Dr. Gerald Deas | 10/10/2013, 11:33 a.m.
I want to enlighten you about another “good cop” known as the trace element called copper
Dr. Gerald Deas

When I was a kid, law officers, peace officers and policemen were referred to as cops, or “coppers,” by the bad guys in the movies. It was the coppers against the gangsters. In the local movie theater, I would sit on the edge of my seat watching the good cops take out the bad guys. From this experience, I wanted to become a cop.

Many of my good friends became good cops, such as Ben Ward, the first Black commissioner of the New York City Police Department. Others included Benny Foster, Clyde Crab, Ed Bailey, Jimmy Campbell, the Payne brothers, Alvin Canty and my good friend Edgar Steibel.

In fact, I also wanted to become an FBI agent, but that’s neither here nor there. I did want to be someone who could protect the folks in the ’hood'. I wanted to get even with the guys who caused havoc for law-abiding youth.

In my area of Brooklyn, there were many gangs that were hostile toward one another. I had to be aware of all gangs and their territories. With quick eyes and feet, I was able to survive, but many of my friends didn’t. Some were killed, and that’s no joke. They were killed not by cops, but by gang members.
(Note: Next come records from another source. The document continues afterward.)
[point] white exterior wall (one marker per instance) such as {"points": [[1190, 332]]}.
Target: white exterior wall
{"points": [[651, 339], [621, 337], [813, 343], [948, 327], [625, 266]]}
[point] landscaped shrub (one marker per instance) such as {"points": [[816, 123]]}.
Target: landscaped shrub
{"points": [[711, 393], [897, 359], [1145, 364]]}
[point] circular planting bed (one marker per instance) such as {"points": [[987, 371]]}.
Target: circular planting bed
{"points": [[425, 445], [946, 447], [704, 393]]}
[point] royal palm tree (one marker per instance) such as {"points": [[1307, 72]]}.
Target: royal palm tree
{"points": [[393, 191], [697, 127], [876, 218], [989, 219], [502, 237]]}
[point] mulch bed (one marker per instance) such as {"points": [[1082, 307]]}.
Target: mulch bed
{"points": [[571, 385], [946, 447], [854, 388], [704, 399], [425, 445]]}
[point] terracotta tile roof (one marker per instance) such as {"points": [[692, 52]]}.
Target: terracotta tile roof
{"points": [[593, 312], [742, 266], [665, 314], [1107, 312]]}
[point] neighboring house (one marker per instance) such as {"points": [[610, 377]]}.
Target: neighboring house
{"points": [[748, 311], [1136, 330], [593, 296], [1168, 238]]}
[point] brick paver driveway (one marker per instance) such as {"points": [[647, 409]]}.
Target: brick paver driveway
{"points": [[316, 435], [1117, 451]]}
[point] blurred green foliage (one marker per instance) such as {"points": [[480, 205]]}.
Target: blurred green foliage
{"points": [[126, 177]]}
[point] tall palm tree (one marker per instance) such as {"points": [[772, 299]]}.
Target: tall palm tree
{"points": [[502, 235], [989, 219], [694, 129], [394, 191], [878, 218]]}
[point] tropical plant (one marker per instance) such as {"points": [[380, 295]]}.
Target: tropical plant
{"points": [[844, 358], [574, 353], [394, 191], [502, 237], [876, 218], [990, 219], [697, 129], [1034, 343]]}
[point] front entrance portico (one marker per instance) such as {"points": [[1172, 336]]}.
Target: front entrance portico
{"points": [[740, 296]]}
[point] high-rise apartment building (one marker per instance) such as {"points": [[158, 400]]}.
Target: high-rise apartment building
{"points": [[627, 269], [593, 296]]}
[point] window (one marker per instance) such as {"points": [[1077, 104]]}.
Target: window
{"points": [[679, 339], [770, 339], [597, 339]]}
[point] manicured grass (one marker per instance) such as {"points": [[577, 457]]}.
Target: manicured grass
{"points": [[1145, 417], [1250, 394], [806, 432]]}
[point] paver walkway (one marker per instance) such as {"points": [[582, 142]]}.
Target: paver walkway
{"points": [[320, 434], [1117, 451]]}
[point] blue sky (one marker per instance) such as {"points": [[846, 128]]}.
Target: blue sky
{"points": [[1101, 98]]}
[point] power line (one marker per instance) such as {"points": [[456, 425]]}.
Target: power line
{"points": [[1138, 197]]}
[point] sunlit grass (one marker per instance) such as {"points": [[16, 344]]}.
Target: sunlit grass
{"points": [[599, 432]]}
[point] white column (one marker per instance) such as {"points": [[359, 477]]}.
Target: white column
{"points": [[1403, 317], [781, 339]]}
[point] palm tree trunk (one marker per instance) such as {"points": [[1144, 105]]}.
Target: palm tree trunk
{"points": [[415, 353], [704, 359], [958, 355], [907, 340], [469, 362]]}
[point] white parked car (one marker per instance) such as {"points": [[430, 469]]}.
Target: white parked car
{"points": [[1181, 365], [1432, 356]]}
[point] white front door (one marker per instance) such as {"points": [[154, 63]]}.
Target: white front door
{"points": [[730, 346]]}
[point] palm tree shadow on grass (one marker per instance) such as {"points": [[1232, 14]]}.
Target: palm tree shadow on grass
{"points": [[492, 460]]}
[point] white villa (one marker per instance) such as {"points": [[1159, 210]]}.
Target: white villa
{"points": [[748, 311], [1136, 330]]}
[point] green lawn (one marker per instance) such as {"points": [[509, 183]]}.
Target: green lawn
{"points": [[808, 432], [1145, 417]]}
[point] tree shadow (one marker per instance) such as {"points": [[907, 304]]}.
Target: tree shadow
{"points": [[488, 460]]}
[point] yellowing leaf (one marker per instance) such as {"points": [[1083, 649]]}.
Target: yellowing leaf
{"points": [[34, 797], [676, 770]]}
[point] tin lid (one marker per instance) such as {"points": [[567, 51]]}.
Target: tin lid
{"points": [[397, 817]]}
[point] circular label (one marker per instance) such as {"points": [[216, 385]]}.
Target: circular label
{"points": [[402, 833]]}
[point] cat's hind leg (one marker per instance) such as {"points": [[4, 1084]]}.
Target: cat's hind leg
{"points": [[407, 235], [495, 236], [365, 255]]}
Due to this experience, many of my friends became good cops and rose high in rank in the Police Department. We need more Black cops today to protect our neighborhoods.

My cousin Sam, who I hung out with, was a great cop and patrolled 125th Street in Harlem like he owned it. He was known by everyone and harassed no one. Sam protected me from neighborhood bullies as a kid. We lived in the same house on Halsey Street in Brooklyn and went to P.S. 70 and P.S. 26. He became a great policeman, and I became a doctor.
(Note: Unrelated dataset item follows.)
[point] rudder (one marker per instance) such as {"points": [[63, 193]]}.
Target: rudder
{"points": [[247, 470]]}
Now today, I want to enlighten you about another “good cop” known as the trace element called copper. This is the metal that you may see turning green on the drainpipes lining the roofs of homes or even on the bottom of frying pans. This metal can be a good copper or a bad copper depending on its concentration in your blood. Copper is found in foods such as sunflower seeds, which I love, pecans, corn germ, oysters, calf liver, beef liver, lobster, walnuts, crab meat and good old dark chocolate.

The body is capable of maintaining a certain level of copper to do what it has to do to keep healthy. If copper becomes elevated due to poor excretion or excess intake, it causes a disease known as Wilson’s disease, which is the accumulation of copper in the body tissue and brain tissue, causing deterioration of mental functions. This condition can cause destruction of the liver and neurological system, leading to seizures.

Excess copper can be deposited in the eye as a band surrounding the cornea and is known as the Kayser-Fleisher ring, named after two scientists who recognized the significance of this finding.